Of course that doesn’t mean you should conceal what you think. Pastors are called to preach the whole counsel of God (Acts 20:27), and I think that means pastors should be transparent about how they understand biblical teaching on subjects of theological controversy. They should be intentional about both saying what they think and also sustaining brotherhood across divisions within the church. I don't think doing both at the same time is so hard, if you really want to do it. The question is whether we really want it!
There is actually a great deal of common ground between Calvinism and other traditions, and not just on other topics but specifically on soteriology. I point to a lot of these areas in the book. We should affirm our agreement where it really exists, and remind ourselves of the common foundation we share in Christ.
A lot will depend on local context. Pastors in churches with a formal confessional commitment to Calvinism will handle this differently from pastors in other churches. Pastors should respect the commissioning process and the authority of their church governance structure. If that process and that structure aren’t confessionally Calvinist, you should remember that your church didn’t “sign up” for Calvinism, and you don’t want to make them feel hijacked or hoodwinked. And it would be very wrong to avoid the topic of Calvinism during the discernment process before accepting a call, and then suddenly start hitting people over the head with Calvinism every Sunday in an aggressive way. Pastors in denominations or other contexts where Calvinism is the subject of heated controversy will have to be especially sensitive. Building and maintaining strong personal relationships with congregants who might be offended is well worth the effort.

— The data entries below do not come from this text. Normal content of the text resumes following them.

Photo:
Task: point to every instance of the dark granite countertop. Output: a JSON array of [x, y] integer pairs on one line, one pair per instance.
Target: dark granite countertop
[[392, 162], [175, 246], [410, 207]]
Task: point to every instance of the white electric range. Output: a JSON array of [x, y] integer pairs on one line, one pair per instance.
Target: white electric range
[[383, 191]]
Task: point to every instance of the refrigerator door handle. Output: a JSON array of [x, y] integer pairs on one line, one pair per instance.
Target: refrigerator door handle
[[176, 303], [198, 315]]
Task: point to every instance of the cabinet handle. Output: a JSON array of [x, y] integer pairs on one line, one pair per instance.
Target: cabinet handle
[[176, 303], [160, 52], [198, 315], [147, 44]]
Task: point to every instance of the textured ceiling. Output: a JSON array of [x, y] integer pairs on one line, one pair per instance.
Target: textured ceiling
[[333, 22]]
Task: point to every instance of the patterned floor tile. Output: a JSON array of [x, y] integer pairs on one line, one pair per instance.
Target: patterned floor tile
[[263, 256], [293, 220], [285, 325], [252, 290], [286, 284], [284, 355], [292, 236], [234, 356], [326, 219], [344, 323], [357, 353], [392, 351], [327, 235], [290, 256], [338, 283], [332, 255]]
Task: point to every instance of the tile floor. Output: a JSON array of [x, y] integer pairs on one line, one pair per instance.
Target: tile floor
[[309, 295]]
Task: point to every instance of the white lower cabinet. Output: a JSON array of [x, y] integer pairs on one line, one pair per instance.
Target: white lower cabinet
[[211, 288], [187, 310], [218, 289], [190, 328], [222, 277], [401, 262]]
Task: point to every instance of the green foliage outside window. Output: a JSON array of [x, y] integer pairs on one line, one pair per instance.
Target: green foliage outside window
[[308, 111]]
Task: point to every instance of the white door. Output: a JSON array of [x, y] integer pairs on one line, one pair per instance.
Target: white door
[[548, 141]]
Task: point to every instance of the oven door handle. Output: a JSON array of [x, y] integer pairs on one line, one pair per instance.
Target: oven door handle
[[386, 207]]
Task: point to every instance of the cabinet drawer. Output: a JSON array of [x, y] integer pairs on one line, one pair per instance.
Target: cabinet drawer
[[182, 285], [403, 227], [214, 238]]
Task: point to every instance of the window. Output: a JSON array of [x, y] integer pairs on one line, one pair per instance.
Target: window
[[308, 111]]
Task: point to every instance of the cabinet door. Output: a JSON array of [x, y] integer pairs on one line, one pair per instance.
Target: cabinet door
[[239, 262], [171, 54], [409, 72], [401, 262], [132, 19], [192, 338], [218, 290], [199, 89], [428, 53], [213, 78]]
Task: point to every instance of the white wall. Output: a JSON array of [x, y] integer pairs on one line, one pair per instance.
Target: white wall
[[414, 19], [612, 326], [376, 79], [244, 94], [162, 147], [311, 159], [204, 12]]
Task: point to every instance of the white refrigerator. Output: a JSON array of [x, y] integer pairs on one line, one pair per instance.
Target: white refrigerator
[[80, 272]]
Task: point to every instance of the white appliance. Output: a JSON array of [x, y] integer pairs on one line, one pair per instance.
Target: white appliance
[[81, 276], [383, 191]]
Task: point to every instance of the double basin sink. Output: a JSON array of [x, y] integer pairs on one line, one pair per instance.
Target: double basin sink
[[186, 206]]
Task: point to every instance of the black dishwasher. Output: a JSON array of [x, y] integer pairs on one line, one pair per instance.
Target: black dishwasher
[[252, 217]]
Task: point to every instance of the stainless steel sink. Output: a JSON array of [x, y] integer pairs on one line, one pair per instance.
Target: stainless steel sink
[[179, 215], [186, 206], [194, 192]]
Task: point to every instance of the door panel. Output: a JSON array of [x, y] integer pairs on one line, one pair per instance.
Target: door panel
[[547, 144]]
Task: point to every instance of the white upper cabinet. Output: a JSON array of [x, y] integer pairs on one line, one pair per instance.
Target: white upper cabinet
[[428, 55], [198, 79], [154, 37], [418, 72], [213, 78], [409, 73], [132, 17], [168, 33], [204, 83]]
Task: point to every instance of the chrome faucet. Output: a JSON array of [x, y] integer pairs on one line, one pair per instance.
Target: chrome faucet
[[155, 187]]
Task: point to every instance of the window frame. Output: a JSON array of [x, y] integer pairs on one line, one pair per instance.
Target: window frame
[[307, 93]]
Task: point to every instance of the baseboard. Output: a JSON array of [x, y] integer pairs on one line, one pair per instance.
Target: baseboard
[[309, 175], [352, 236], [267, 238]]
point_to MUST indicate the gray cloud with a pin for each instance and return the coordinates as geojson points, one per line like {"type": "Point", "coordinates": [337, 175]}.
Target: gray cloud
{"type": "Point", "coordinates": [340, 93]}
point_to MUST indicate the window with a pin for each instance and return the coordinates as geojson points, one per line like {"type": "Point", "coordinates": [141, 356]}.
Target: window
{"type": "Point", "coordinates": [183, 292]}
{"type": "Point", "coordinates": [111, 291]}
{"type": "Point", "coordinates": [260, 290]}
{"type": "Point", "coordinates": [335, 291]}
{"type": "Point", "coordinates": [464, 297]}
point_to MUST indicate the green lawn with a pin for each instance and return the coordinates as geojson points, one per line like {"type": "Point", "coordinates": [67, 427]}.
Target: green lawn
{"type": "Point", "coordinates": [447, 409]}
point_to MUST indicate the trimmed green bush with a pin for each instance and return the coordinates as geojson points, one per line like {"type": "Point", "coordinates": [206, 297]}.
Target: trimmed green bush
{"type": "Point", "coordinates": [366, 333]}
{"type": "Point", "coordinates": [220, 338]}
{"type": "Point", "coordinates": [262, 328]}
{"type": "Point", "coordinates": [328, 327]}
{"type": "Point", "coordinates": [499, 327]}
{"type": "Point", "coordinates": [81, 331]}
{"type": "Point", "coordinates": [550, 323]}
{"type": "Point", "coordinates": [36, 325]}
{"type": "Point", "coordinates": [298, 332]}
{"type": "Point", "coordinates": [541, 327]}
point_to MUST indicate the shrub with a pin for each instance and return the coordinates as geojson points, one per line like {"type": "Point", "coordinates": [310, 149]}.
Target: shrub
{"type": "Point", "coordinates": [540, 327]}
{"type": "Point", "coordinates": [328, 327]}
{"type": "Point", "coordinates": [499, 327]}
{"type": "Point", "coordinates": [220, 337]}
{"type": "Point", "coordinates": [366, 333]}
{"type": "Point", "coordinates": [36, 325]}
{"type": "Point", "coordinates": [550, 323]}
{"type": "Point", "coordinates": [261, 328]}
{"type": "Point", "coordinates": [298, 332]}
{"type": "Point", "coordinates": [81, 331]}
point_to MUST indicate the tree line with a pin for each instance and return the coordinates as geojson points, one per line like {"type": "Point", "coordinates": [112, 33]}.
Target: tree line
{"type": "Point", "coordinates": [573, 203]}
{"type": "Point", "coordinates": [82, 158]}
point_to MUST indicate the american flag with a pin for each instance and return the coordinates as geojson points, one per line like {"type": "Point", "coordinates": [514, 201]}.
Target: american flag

I should add that I’m not a pastor myself. I’ve served as a deacon and Sunday school teacher, but not in the pulpit. I have great respect and an abiding love for the pastoral office, but am not called to it. So pastors can take my advice about pastoring with whatever sized grain of salt they think is appropriate. But I’m active in church life, and I’ve seen a lot of the challenges churches face in terms of interpersonal dynamics and people being unhappy with what’s being preached, so I feel like I can say something.
In the course of writing this book, what new reasons for rejoicing in God did you discover?
I hadn’t originally intended it to be this way, but this turned out to be a very intensely personal book. I set out to write about general theological issues and ended up talking specifically about a lot of my own struggles and challenges. It was pretty uncomfortable at times! But I had to do it; every time I wanted to illustrate a point to make it clear, I kept coming back to my experiences. And rethinking how those experiences, tough though they were, ultimately redounded to God’s glory gave me a lot of new insight and rejoicing.